My expression slowly transformed as I became more and more confused. And then I froze completely. He couldn't mean... He wouldn't... "Him who?" I asked him wide-eyed.

"Bill. You still love him." he replied, his eyes dark and seemingly void of emotion.

"I-I can't lie to you Ryan. I do." I said. I watched him turn away, but quickly placed a hand on his cheek and turned him back to face me. "But I can also genuinely tell you that I would never cheat on you with him, or break up you to be with him."

He pulled away and stood quickly, running a hand through his hair. "But you would think about him constantly. What would happen if the two of you could be together." he said.

"Ryan, don't be like this." I said gently, sanding to face him and placing my hands lightly on his shoulders. "There's no need to be jealous."

He grunted and pushed me away. Off balance as usual, I toppled to the ground, hitting my head on the swingset, and for the first time, he didn't help me up.
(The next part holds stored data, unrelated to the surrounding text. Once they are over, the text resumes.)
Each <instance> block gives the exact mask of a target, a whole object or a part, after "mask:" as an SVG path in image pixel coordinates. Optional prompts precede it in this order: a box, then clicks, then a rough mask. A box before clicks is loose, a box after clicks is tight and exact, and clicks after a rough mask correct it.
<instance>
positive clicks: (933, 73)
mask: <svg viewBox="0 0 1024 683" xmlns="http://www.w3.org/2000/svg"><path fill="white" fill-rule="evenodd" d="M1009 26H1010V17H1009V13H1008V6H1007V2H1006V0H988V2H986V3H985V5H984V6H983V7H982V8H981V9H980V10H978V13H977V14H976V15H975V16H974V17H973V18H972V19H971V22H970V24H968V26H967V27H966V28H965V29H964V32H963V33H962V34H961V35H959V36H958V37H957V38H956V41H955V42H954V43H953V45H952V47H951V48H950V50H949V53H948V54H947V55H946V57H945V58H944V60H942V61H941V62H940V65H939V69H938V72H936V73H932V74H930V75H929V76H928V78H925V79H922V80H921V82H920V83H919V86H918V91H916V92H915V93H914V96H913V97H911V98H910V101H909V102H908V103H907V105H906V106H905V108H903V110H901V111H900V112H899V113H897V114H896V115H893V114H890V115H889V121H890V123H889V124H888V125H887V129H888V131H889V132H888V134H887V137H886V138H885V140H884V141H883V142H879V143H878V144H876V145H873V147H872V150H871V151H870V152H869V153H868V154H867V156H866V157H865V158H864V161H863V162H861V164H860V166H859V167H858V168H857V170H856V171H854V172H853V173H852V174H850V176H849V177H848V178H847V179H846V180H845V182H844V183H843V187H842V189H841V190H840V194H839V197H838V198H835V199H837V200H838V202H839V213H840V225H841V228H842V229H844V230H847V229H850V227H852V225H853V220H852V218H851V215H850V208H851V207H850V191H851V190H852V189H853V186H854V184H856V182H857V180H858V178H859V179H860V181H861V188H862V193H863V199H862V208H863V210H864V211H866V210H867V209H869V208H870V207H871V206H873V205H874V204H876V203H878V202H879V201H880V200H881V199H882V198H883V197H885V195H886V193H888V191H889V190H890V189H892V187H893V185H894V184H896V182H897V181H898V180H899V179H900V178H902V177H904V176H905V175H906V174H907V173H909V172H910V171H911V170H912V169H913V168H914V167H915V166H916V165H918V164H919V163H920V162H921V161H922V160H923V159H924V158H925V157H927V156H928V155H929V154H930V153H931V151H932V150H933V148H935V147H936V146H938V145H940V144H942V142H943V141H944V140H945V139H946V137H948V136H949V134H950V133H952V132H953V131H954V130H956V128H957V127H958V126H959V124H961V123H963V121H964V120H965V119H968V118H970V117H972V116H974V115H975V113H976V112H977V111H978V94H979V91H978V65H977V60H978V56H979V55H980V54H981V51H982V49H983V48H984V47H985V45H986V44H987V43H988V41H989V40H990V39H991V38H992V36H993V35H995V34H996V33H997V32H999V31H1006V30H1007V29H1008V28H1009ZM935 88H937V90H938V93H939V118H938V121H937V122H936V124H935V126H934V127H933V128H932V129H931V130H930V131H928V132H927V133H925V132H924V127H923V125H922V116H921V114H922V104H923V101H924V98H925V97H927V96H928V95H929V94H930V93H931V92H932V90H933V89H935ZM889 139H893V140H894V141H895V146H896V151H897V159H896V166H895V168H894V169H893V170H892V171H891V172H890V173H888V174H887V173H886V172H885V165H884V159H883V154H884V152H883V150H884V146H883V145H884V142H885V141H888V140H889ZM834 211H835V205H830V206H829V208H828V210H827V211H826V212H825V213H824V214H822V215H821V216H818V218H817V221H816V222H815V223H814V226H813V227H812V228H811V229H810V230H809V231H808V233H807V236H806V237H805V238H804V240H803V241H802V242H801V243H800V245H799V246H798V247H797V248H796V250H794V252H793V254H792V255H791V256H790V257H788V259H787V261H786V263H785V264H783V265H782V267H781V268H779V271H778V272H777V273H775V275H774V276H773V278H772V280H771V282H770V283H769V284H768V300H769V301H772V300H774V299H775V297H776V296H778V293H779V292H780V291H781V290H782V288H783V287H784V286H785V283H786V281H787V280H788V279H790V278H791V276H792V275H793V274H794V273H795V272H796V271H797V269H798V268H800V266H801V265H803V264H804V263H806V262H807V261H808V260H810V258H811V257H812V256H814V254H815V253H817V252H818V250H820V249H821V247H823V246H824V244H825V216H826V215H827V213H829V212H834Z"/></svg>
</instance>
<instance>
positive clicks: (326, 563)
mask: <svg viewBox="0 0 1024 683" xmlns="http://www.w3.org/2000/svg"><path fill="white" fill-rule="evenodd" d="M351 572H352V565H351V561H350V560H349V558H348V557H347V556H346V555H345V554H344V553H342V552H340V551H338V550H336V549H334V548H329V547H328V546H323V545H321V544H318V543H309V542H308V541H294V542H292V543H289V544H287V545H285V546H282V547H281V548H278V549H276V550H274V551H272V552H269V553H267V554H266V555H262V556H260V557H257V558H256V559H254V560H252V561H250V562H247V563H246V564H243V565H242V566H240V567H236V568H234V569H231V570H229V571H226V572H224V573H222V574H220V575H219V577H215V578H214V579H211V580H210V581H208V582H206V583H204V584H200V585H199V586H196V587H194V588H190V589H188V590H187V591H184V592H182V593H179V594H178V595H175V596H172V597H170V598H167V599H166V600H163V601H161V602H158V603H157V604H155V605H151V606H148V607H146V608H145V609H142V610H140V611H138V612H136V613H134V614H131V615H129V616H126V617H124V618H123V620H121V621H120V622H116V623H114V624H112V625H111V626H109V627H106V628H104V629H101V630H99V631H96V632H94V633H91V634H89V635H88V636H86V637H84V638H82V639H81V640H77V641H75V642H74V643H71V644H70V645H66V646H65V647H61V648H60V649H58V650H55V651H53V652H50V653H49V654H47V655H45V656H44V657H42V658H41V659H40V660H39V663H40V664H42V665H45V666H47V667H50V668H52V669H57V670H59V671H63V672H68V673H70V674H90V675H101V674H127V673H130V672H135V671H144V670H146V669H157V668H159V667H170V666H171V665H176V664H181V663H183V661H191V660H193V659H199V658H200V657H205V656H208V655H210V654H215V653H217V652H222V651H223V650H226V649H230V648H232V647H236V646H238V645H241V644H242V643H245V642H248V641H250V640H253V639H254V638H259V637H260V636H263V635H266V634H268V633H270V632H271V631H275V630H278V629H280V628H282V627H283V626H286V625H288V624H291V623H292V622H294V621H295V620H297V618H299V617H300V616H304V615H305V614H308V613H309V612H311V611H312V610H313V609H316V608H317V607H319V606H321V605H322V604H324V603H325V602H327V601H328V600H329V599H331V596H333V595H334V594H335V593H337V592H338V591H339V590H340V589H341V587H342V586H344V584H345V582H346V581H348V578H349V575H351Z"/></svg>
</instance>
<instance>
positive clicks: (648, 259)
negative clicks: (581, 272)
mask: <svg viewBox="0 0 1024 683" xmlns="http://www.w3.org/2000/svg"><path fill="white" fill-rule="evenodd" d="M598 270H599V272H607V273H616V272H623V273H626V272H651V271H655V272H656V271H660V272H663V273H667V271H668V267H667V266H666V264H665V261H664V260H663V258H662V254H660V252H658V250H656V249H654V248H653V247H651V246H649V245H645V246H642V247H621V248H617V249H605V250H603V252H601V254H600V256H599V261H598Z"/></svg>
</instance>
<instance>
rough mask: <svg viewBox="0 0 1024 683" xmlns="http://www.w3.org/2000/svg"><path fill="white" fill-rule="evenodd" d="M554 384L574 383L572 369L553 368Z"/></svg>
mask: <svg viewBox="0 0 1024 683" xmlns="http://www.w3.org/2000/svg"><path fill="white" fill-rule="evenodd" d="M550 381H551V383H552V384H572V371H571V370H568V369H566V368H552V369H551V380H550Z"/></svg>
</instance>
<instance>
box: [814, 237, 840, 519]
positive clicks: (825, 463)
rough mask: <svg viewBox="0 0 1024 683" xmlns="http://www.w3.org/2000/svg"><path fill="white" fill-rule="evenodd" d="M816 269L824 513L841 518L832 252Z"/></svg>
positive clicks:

He just glared down at me, face almost darker than the cloudy sky above us. "I think I have a right to be jealous when I know I'll always be second best to Bilvy." he said, walking off.

"Ryan- Ryan! Please! Don't! Wait!" I called after him, unable to pick myself up off the ground. I began to feel dizzy, and my head ached unbearably. He wouldn't come back for me. I knew he wouldn't. So I laid there, on the damp mulch. Soon, the sky's freezing cold tears started to fall, joining me in my misery. What reason was there to get up? Sure, someone might miss me... But they'd get over it. Life would go on without me. The world would continue to turn. The two people I wanted to care... Well, I knew they wouldn't.

So I laid there, crying, slowly slipping into unconsciouness. Why care about life when it hates you so? I felt darkness tugging at my eyelids, and slowly slipped away, dreaming of a day long before I met Ryan Ross.

You're at the wrong place,
You're on the back page,You're in the getaway car.